Freitag, 4. Februar 2011
Meine Lokalpostille erfindet die Routinebiopsie. Oder: Heraustreten zum Stanzen
Eine Biopsie (http://de.wikipedia.org/wiki/Biopsie) ist eine Gewebeentnahme aus einem lebenden Organismus. Das macht man nicht mal eben so aus lauter Jux und Dollerei und Routine, sondern weil es im Ergebnis anderer Untersuchungen einen Anfangsverdacht auf etwas Unerfreuliches, Schlimmes, Zerstörerisches gibt, den man durch Untersuchung des Bioptats erhärten oder entkräften möchte. So betrachtet ist die Biopsie eine Folgeuntersuchung, im wahrsten Sinne des Worte eine vertiefende, auf gar keinen Fall eine Routineuntersuchung.

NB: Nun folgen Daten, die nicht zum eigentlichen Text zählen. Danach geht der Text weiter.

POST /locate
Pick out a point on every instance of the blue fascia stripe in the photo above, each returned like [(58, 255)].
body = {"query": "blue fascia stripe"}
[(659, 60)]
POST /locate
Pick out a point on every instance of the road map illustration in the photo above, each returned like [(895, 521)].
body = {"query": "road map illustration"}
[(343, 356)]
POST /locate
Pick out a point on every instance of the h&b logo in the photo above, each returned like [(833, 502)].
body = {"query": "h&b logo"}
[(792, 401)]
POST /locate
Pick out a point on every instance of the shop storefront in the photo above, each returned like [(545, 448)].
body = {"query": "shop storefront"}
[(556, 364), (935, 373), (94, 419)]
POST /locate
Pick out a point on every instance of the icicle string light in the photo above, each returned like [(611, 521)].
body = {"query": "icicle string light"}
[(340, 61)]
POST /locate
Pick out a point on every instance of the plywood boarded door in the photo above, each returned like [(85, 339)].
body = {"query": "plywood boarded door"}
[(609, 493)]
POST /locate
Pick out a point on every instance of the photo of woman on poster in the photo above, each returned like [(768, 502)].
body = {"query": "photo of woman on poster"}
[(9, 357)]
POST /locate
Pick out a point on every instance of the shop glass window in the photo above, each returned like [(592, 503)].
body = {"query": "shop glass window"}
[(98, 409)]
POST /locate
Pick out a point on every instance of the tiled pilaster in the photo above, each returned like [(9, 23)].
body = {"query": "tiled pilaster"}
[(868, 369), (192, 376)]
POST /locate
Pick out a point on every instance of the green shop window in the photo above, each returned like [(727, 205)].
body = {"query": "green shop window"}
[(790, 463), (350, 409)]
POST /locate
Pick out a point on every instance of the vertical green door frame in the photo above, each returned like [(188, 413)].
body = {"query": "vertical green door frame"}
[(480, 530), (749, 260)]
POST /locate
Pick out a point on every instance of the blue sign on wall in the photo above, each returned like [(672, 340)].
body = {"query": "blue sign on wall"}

Wer bei einer solchen Gewebeentnahme also von einer Routinebiopsie spricht, ist eine Phrasendrescher, ein saublöder dazu.
Nun mögen sich die geneigten LeserInnen meines kleinen, politisch nicht immer korrekten Tagebuches fragen, weshalb ich hier über Biospie und umliegende Ortschaften philosophiere. Nun, die Antwort ist ganz einfach: Meine Lokalpostille, die nach eigener Aussage dem Qualitätsjournalismus verpflichtete Leipziger Volkszeitung LVZ (ja, die gibt’s immer noch) berichtete heute in ihrer Onlineausgabe über eine sehr unerfreuliche Erkrankung der Dresdner Oberbürgermeisterin Helma Orosz (http://nachrichten.lvz-online.de/nachrichten/mitteldeutschland/dresdens-oberbuergermeisterin-helma-orosz-an-brustkrebs-erkrankt/r-mitteldeutschland-a-73356.html) und spricht in diesem Zusammenhang davon , dass an der oberbürgermeisterlichen Brust bei „einer Routinebiopsie“ ein Tumor diagnostiziert worden sei. Die Sächsische Zeitung SZ scheint weniger blinde Schreiberlinge zu beschäftigen, denn dort erfährt der geneigte Leser, dass besagter Tumor „bei einer routinemäßigen Untersuchung“ entdeckt wurde. Das ist zwar genauso schlimm, dazu schlimmstes Klippschuldeutsch, aber sachlich zumindest weniger grausam als die Leipziger „Routinebiospie“. Setzen, ungenügend.